D) MBM (Morally Bankrupt Morons). “All I need is guns and ammo to survive. When the SHTF, I’ll just take what I need.” I’ve read this statement, or similar sentiments on many preparedness/survival forums. I want to think they were just trolls. But I know there are lazy, corrupt individuals that will resort to this style of survival – for a while. Do they think that the very people they plan to plunder are not able and ready to defend their personal property?

I saw an episode of Doomsday Preppers where one in their group stated that they don’t buy weapons and ammo. Their plan, when the armed  horde of hungry looters show up, is to show them all their food and offer more if they leave them unharmed. Maybe some MBM’s will live to loot another day. I wouldn’t place my hopes of survival in this strategy. Your mileage may very.

Some people have an aversion, even a fear of tools called guns. In the wake of Sandy Hook, I’m encouraged by the bare ammo shelves and empty gun stores. It gives me hope that people are listening to their “gut” and making preparations for their future. Defending their life, liberty, and property against enemies, foreign and domestic, seems to be catching on. Why shouldn’t it? It’s our natural right.

I’ll put real simple here. I don’t care who, whether pastor, clergyman, senator, family member, or Santa Clause tells you guns are evil and you don’t need them, put as much distance between them and you as possible. Part ways. Period.

Back to the MBM. These individuals embody the entitlement mentality and our moral backsliding in this country. Hunger is a strong motivator for stupid stuff. I’ve never been shot, and I’ve never shot anyone else. I pray to Papa that I never have to face the choice of kill or be killed. If that time comes, and I’m afraid it will, we each have to wrestle before hand with our resolve to protect our life, liberty, and happiness.

Read the signs and heed legitimate warnings. Don’t live in fear. Prepare accordingly my friends. Avoid being low hanging fruit.

E) Nationalism. Arrogance leads to a fall. It could never happen here. This is America! We’re the envy of the world. I’m convinced that this is the thinking of the mentally ill – or the historically illiterate. I hear the disdain coming from ‘educated’ folk all the time. I think they suffer from altitude sickness in their ivory towers. Totalitarianism happens one step at a time. As long as we are allowed to wake up in our homes, drink our coffee, go to work, watch our TV programs, rinse and repeat, tyranny becomes routine. Vigilance dies. It’s frog-boiling 101. Gradually heat the pot of water and the frogs don’t jump out.

I love my country. I love my freedom more. Humility and honesty seem to be lost traits. I hope that there are enough people waking up to help rebuild our crumbling republic. .

F) Mental Enslavement. With enough time, falling water can cut through rock. Is what we call ‘freedom’ really freedom? Many in the patriot movement call themselves “freedom lovers” yet accept tyranny as normal. We’ve all heard the battle cry of patriot-lite types. You’ll have to pry my guns from my cold dead fingers! No worries. The State will gladly oblige. Yet, the water fall of tyranny continues to eroded our liberties. It’s like watching a catastrophic train wreck in slow motion.

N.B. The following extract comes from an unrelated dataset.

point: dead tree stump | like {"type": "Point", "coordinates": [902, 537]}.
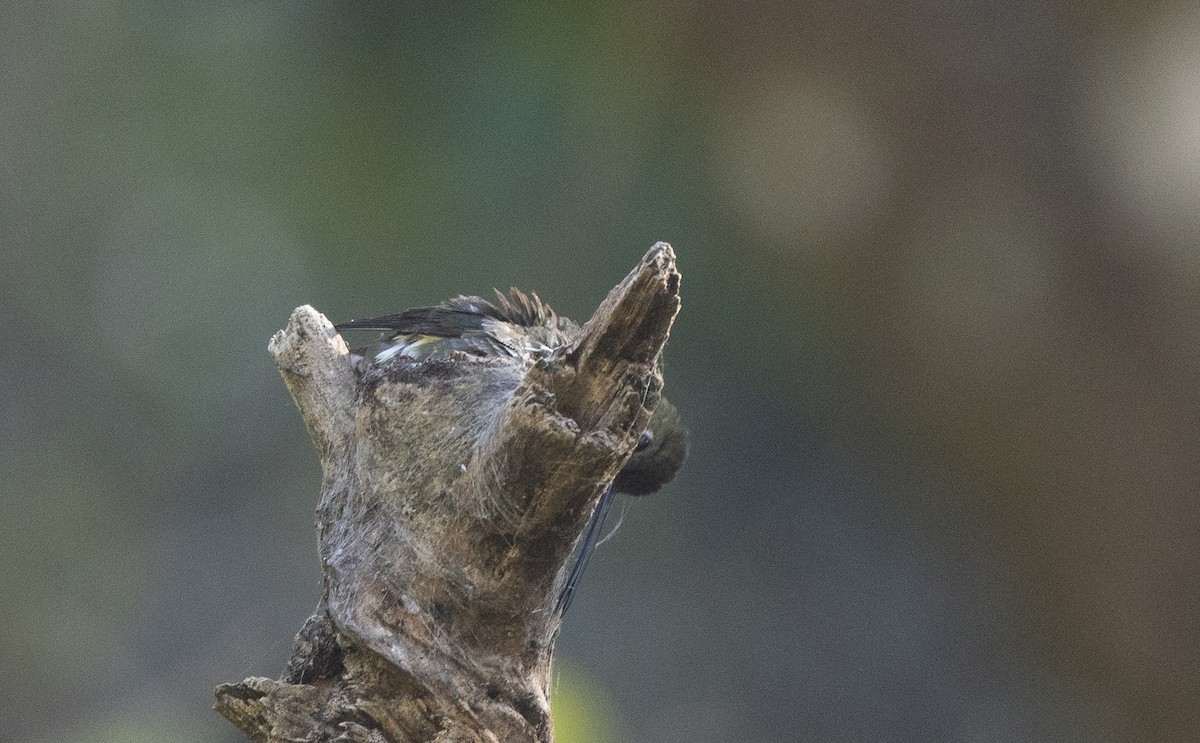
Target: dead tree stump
{"type": "Point", "coordinates": [454, 492]}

“Necessity is the excuse for every infringement of human freedom.” – William Pitt

We have as much freedom and liberty as the State allows. To realize and enjoy our natural rights, we must free our minds. Stop listening to talking heads. Free your mind. Don’t be deceived. The smoke screen isn’t just coming from the liberal media types. I use to listen to conservative talk radio religiously. I can’t stomach the party line talk anymore. Some pundits distinguish themselves as conservative, not republican. Liberal vs. conservative, Democrat vs. Republican. They are just different sides of the same liberty-destroying coin. Flip the coin to choose your master.

Ancient Chinese proverb: “The beginning of wisdom is to call things by their right names.”

G) Stifled Self-government. Critical thinking is dead (See # F). Passivity is encouraged, even demanded. Habits form us. We prefer  our guardians of darkness. It hides our secret need for fake security. We are addicted to our velvet chains. The principles of non-aggression and self-ownership have been systematically eradicated. Most Americans favor State coercion over individualism and self-reliance. Voluntary relationships between free individuals is no longer viewed as common sense. Our State monopoly on schooling crusades for government dependence and even sites individualism as a mental disorder.

Rejecting government dogma invites the use of ‘legal’ force, or the threat of force, to reform rebellious subjects of the State’s idea of being a good citizen. We have to get over ourselves and our dependency on government ‘safety’ nets. That is, if we want to be self-reliant. Breaking the addiction sometimes comes step-by-step. Sometimes it’s cold turkey that works. We’re all different. Do what works for you.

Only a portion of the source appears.